As for the Telegraph and the Daily Mail, whose political outlook are perhaps best known, less than half the total sample thought either paper leaned to the Tories. While 81% of Telegraph readers themselves correctly identified their paper’s sympathies, only 63% of Mail readers thought their paper generally favoured the right. Only just over half (56%) of Express readers saw their paper as right-leaning; 39% thought it was neutral or did not know.

Nearly half of Independent readers (45%) held to the view that their paper was neutral, but they were more than six times as likely to think it favoured Labour and the left (39%) than to think it leaned to the right (6%).

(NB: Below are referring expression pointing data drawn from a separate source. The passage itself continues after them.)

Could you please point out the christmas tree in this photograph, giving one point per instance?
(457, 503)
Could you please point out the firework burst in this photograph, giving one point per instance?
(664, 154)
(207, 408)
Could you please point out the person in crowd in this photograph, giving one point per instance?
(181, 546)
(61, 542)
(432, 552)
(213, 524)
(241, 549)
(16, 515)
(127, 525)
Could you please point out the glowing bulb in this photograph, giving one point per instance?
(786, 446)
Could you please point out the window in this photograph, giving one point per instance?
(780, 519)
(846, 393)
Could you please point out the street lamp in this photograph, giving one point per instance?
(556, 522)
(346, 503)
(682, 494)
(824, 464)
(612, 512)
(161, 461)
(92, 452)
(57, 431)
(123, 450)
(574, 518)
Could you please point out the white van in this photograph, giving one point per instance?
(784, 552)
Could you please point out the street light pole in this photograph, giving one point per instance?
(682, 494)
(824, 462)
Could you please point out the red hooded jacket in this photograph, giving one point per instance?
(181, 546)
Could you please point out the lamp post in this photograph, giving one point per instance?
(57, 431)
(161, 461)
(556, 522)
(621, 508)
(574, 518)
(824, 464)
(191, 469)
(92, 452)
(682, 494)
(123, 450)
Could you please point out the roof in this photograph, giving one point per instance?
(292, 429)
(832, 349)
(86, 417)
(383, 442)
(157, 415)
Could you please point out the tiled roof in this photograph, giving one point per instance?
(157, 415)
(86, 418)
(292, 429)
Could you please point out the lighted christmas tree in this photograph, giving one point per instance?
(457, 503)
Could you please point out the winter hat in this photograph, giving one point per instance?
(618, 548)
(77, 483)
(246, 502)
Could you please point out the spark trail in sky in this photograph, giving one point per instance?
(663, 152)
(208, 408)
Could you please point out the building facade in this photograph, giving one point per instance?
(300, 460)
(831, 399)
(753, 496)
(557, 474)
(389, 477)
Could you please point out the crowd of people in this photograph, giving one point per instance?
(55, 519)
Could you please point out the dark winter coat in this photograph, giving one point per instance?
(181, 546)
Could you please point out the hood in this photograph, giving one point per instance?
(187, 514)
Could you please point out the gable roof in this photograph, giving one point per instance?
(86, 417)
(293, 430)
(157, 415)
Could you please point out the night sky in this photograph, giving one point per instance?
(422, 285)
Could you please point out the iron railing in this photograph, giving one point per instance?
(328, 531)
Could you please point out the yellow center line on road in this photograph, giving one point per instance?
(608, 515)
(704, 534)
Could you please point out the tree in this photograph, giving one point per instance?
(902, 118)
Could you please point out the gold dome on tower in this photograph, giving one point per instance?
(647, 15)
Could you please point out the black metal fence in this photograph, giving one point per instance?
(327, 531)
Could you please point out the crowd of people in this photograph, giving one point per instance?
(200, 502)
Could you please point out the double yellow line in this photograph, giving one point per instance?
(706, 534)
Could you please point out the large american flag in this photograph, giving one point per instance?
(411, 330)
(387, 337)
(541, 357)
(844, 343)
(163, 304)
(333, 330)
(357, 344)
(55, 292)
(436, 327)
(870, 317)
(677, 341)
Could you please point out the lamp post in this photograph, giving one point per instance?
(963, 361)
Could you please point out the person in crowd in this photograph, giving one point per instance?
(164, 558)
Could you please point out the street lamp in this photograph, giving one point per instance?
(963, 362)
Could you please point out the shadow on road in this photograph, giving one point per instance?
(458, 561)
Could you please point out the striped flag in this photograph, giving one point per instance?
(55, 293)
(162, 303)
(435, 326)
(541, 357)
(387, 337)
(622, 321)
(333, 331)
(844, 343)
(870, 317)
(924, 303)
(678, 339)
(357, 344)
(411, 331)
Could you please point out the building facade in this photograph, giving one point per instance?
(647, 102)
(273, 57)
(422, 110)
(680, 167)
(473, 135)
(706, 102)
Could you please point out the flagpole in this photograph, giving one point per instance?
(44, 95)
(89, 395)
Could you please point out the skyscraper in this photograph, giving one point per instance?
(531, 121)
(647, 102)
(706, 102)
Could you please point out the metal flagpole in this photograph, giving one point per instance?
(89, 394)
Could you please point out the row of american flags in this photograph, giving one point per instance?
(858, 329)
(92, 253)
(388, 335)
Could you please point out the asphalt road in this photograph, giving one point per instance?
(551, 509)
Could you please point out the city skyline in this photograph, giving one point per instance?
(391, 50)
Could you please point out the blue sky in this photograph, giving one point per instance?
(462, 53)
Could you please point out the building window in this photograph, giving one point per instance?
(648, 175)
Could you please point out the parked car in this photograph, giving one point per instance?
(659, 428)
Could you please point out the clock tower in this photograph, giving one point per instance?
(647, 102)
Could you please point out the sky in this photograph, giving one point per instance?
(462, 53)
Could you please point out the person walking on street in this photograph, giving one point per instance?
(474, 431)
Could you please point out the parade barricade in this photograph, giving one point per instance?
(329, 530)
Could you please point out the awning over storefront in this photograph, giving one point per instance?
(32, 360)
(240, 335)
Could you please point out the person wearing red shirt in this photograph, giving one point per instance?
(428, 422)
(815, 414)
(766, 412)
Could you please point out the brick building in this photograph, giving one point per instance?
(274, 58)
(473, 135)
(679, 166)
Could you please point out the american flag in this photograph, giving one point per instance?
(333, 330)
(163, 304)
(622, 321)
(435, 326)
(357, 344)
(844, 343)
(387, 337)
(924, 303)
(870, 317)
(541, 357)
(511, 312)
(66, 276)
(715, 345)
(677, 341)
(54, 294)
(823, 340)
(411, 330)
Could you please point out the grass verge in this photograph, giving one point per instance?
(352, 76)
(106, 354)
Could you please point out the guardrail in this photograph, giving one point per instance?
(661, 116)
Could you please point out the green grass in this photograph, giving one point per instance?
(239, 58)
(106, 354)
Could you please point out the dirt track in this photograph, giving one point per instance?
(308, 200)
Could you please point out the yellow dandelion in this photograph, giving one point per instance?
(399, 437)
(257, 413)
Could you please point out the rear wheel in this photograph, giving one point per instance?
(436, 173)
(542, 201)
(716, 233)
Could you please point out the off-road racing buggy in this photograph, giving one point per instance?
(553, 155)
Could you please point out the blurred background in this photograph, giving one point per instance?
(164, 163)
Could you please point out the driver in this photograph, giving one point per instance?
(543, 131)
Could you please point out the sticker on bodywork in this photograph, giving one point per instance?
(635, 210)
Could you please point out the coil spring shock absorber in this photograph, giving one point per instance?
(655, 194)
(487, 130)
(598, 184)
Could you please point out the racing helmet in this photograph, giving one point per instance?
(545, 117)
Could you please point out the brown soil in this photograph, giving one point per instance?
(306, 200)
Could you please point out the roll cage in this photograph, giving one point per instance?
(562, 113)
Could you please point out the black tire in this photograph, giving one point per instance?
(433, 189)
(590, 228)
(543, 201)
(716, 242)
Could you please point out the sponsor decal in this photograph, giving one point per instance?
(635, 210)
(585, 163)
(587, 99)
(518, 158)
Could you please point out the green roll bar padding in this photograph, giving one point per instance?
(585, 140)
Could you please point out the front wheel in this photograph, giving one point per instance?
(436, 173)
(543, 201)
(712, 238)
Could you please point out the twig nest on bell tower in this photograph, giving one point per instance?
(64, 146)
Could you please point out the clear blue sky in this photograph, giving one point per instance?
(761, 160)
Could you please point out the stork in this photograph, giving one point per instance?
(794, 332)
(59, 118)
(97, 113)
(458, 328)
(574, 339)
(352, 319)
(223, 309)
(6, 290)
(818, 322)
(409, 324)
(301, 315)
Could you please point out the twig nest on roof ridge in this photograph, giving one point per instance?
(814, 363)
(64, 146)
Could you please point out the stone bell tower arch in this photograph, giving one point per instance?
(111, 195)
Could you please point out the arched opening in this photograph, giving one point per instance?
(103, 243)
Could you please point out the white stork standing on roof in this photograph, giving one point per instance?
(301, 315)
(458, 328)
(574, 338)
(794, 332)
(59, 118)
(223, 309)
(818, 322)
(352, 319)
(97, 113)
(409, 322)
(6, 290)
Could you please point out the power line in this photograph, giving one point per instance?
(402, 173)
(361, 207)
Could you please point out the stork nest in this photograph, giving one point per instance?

Part of the genius of successful newspapers, as I have written before about the Mail, is that they understand their readers and give them what they want. They don’t determine their readers’ political outlook, they follow it. That is not to say politicians and parties should ignore the press: they would obviously rather have support than opposition, and want the best possible presentation of their case wherever they can get it. But the view that the tabloid editor is a kind of Chief Whip, corralling the votes of biddable readers in support of the paper’s chosen victor, is patronising and wrong.

 

Of the broadcasters, ITV News was the least likely to be thought by its viewers to favour one side or the other. Only 7% thought it leaned to the left, and 5% to the right. More than half (51%) of its own viewers thought the channel was neutral, as did 41% of the population as a whole.

The same could not be said for the BBC. Nearly a third (31%) of its own viewers thought BBC News was biased, more than for any other broadcaster. BBC viewers were twice as likely to think it was generally favourable to Labour and the left (21%) than to the Conservatives and the right (10%). Of those who voted Conservative in 2010, 40% thought the BBC was biased to Labour, but the reverse was not the case: only 15% of Labour voters thought the BBC was biased towards the Tories.

People as a whole were more likely to think Sky News leaned to the Conservatives and the right (17%) than to Labour and the left (8%), though more than three quarters did not believe it was biased (28% said the channel was neutral, and half said they did not know). Its own viewers were much more likely than the population as a whole to say Sky was neutral (48%), with a further 28% not knowing if it favoured one side or the other.

Channel 4 News was unusual in that its own viewers were twice as likely as people generally to think it leaned to the left. Nearly a quarter of those who watched Channel 4 News said it favoured Labour and the left, with only 3% saying it leaned towards the Tories. However, more than half (53%) of its viewers thought Channel 4 News was neutral, and a further 20% did not know if it favoured a particular party or point of view.

Conservative Home is of course strictly neutral and impartial, as I am sure all its readers would attest.